NewsLetter N°10 inviata il 07 Luglio 2007

Chi sei?
Ed il Signore rispose: «IO sono Gesù»
(Rif. Atti degli Apostoli Cap.26 verso 15)

           Si tratta di una domanda più che naturale quando si è di fronte ad uno sconosciuto. Domanda a cui non sempre si risponde volentieri. In risposta ad essa, spesso, presentiamo al nostro interlocutore la nostra carta d'identità oppure il nostro curriculum vitae. Ma per quanto riguarda la nostra anima e la nostra posizione spirituale, nè la "carta d'identità", nè il "curriculum vitae" e neppure quello che facciamo definiscono chi siamo. Conta piuttosto "a chi apparteniamo ed a chi appartiene la nostra vita". Se non avete una relazione personale con Dio per mezzo della fede in Gesù Cristo, allora appartenete a questa terra che va incontro alla distruzione ed al giudizio annunciato dalla Parola di Dio. Obietterete che avete dei doveri legati al lavoro, oppure degli obblighi verso la famiglia. Certamente tutto questo è importante e lo è pure per Dio che ci ha provveduto un lavoro ed una famiglia. Ma nell'eternità che cosa rimarrà della nostra vita, per quanto legittime siano le nostre aspirazioni e le nostre attività? Quindi, per un buon "curriculum spirituale" l'essenziale è a chi apparteniamo.

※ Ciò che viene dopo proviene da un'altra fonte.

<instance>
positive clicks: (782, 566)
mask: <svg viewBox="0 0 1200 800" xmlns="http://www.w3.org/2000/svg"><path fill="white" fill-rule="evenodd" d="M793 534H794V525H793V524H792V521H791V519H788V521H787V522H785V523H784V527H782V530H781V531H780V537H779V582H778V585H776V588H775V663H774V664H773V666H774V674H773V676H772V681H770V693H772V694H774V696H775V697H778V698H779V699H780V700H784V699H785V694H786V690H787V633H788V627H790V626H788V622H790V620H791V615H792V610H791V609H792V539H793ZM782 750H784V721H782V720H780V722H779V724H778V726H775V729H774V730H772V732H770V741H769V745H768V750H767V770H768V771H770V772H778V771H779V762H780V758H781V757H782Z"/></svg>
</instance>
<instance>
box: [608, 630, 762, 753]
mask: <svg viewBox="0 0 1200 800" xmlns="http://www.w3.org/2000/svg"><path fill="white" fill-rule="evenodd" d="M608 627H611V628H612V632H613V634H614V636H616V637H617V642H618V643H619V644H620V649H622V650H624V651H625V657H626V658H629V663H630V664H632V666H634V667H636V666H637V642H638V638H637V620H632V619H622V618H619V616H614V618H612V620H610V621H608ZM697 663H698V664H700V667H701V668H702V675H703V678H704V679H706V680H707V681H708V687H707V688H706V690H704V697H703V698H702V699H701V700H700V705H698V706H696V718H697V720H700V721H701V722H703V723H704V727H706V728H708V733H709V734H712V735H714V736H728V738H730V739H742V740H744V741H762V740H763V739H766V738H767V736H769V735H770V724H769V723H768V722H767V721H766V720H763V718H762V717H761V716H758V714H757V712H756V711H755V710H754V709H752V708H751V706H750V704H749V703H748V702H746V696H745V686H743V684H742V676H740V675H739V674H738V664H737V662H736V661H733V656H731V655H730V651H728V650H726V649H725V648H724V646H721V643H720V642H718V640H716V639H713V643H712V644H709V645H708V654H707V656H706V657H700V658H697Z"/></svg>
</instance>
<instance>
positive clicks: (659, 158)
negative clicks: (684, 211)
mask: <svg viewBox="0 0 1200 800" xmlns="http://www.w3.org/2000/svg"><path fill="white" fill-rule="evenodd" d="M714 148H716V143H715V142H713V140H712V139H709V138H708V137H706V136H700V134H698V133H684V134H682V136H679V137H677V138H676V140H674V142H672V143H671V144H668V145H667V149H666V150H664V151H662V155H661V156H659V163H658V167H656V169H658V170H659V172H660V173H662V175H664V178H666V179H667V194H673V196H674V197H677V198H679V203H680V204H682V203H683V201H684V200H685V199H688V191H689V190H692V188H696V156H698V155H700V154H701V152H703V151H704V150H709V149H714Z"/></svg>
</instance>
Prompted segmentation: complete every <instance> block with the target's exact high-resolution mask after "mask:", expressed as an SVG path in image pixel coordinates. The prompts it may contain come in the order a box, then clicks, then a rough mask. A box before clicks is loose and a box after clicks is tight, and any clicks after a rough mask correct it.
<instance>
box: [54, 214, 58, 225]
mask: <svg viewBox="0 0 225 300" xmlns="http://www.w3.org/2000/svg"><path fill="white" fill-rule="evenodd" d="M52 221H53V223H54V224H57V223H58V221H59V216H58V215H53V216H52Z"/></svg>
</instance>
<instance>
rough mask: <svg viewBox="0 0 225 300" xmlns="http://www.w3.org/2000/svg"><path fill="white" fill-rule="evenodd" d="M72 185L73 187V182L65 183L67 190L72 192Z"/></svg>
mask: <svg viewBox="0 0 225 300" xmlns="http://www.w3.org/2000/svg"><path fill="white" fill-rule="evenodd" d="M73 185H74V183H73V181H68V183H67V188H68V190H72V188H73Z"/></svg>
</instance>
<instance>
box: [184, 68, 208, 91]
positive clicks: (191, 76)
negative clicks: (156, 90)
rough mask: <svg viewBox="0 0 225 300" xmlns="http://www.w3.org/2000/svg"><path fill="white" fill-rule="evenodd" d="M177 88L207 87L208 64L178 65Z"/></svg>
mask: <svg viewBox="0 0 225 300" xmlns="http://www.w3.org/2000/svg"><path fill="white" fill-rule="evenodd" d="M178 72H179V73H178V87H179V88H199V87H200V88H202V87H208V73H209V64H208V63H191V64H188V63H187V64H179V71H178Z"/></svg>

           Poco importano la nostra posizione sociale, l'origine etnica, il grado d'istruzione o le scelte politiche! Gli uomini, in tal senso, fanno molte differenze, ma per Dio ci sono solo due classi di esseri umani: quelli "nati di nuovo" per la fede in Gesù Cristo" e quelli lontano da Lui che sono nati e basta. Sei tu nato o nata di nuovo? Tu allora potrai replicare: «Come può una persona nascere quando egli è già sulla terra? Può egli entrare una seconda volta nel grembo di sua madre e rinascere?» Ma Gesù non si riferiva affatto alla nascita fisica bensi a quella nello spirito e per realizzare questa occorre "accettare" (con la bocca, con la mente e col cuore) Gesù come proprio personale Salvatore; Egli, sacrificando la Sua vita sulla croce, ci ha riscattato dal peccato, liberato dalla potenza del male e sottratto alla condanna eterna a cui tutti noi eravamo destinati. In conclusione, caro lettore, l'appartenere a Dio dipende solo da te, dalla tua decisione di cambiar modo di vivere interiormente ed esteriormente attraverso il ravvedimento ed il pentimento dei propri peccati, confessati direttamente al Signore. Questa tua decisione permetterà a Dio di rigenerarti, ovvero di farti "nascere di nuovo". Ecco la nuova nascita: morire al peccato e nascere alla gustizia. Solo quando avrai fatto questa scelta conoscerai la vera "pace di Dio", avrai la "speranza celeste" e finalmente potrai dire CHI SEI... cioè un cristiano.